As contradições são parte essencial de todo e qualquer projeto, mas é objetiva a reunião de forças em torno de um projeto ultraliberal e disposto a enterrar todo e qualquer rastro, não de “comunismo”, e sim de socialdemocracia. O meio para isso? A “despolitização”, ou nas palavras de Karl Polanyi, a desregulamentação das três mercadorias fictícias: o trabalho, a terra e o dinheiro. Assim criando as condições institucionais que tornariam a financeirização completa da economia brasileira um caminho de difícil volta.
O caminho intelectual para essa abordagem sobre o “micro-Estado” remonta há mais de trezentos anos com John Locke em seu Segundo Tratado do Governo (1688), onde a naturalização da desigualdade, a legitimação da propriedade privada e o consequente surgimento do mercado de trabalho servem de base à despolitização de uma invenção recente à época: o dinheiro. Daí a noção religiosa tanto da “neutralidade da moeda” quanto a deturpação a que foi submetida a Teoria Quantitativa da Moeda criada por Willian Petty, com o objetivo funcional de auxiliar os mecanismos relacionados ao processo de racionalização das contas nacionais.

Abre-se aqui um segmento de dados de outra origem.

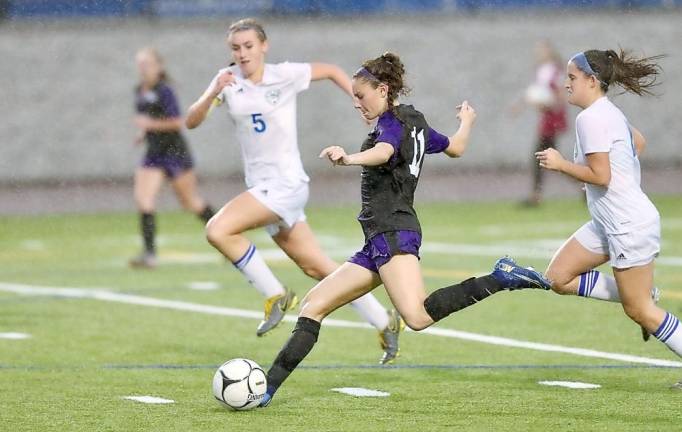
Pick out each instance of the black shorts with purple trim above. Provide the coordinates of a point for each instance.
(379, 249)
(172, 164)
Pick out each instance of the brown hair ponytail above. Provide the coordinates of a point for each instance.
(632, 74)
(387, 69)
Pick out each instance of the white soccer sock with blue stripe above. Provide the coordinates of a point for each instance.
(670, 333)
(253, 267)
(597, 285)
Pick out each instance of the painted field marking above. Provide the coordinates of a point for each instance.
(14, 336)
(203, 285)
(570, 384)
(242, 313)
(360, 392)
(149, 399)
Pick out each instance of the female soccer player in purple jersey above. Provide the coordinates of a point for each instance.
(261, 102)
(160, 121)
(392, 158)
(625, 229)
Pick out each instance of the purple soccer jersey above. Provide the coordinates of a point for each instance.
(390, 131)
(165, 150)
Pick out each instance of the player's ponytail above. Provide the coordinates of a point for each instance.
(248, 24)
(387, 69)
(632, 74)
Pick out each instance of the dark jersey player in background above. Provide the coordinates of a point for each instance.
(159, 120)
(392, 157)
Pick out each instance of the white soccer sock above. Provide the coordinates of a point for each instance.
(670, 333)
(371, 311)
(258, 273)
(597, 285)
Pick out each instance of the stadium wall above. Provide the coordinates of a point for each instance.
(67, 97)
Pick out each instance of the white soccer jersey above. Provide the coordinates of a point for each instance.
(264, 115)
(621, 207)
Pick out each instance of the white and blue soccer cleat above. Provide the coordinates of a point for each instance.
(512, 276)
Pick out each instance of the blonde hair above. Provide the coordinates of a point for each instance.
(248, 24)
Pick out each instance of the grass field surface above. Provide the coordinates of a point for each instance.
(154, 333)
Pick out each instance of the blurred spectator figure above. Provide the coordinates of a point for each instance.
(546, 95)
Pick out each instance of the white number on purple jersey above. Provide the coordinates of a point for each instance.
(419, 149)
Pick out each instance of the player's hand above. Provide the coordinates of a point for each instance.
(224, 79)
(550, 159)
(139, 138)
(143, 122)
(336, 155)
(467, 113)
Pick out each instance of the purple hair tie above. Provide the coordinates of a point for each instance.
(364, 72)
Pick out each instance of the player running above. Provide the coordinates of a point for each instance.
(168, 156)
(392, 157)
(625, 229)
(261, 99)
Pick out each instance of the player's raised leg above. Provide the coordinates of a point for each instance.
(302, 247)
(148, 182)
(346, 284)
(224, 232)
(635, 284)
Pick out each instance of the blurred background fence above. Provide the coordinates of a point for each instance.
(68, 73)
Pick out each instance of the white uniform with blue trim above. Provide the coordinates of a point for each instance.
(264, 116)
(625, 224)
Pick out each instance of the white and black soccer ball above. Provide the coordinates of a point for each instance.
(240, 384)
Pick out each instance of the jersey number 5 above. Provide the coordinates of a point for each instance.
(258, 122)
(419, 149)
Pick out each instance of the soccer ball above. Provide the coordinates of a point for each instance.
(240, 384)
(539, 95)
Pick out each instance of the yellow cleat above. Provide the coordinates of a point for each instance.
(275, 309)
(388, 338)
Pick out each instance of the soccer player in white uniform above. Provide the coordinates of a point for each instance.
(261, 100)
(625, 228)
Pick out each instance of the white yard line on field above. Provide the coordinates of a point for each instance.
(110, 296)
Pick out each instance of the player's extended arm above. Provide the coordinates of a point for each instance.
(640, 141)
(596, 172)
(197, 113)
(460, 140)
(163, 125)
(320, 71)
(377, 155)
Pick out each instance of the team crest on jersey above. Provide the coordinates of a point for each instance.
(272, 96)
(150, 96)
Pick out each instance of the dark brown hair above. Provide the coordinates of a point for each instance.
(632, 74)
(387, 69)
(163, 74)
(248, 24)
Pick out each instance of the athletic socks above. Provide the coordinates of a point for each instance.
(148, 227)
(445, 301)
(371, 311)
(254, 269)
(597, 285)
(298, 346)
(670, 333)
(206, 214)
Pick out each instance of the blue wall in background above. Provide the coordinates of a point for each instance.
(188, 8)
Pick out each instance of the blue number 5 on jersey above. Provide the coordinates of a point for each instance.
(258, 122)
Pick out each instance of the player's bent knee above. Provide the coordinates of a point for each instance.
(636, 312)
(559, 281)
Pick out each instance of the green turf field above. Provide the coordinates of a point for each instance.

Em ambos os casos, desde Locke, o esforço era o de colocar o Estado em seu devido lugar: separado do mercado e legitimador da propriedade privada e do indivíduo tendo a economia, em seus estertores, como algo próximo de um “sistema fechado de ações” – um organismo baseado em leis ou lógicas próprias de funcionamento independente do Estado, de um modo geral, e especificamente do monarca (inglês). Evidente que essa tipologia de desenvolvimento econômico, social e humano não somente dispensa, como demanda expulsão do Estado em nome do bom “funcionamento dos mercados”. Hoje se lê esse mesmo conteúdo sob forma de “reformas microeconômicas”, “criação de ambiente de negócios”, “respeito e garantia ao cumprimento de contratos” etc. Em teoria econômica seria o mesmo que negar a validade do valor trabalho em nome da ampla ação sem freios da lei do valor.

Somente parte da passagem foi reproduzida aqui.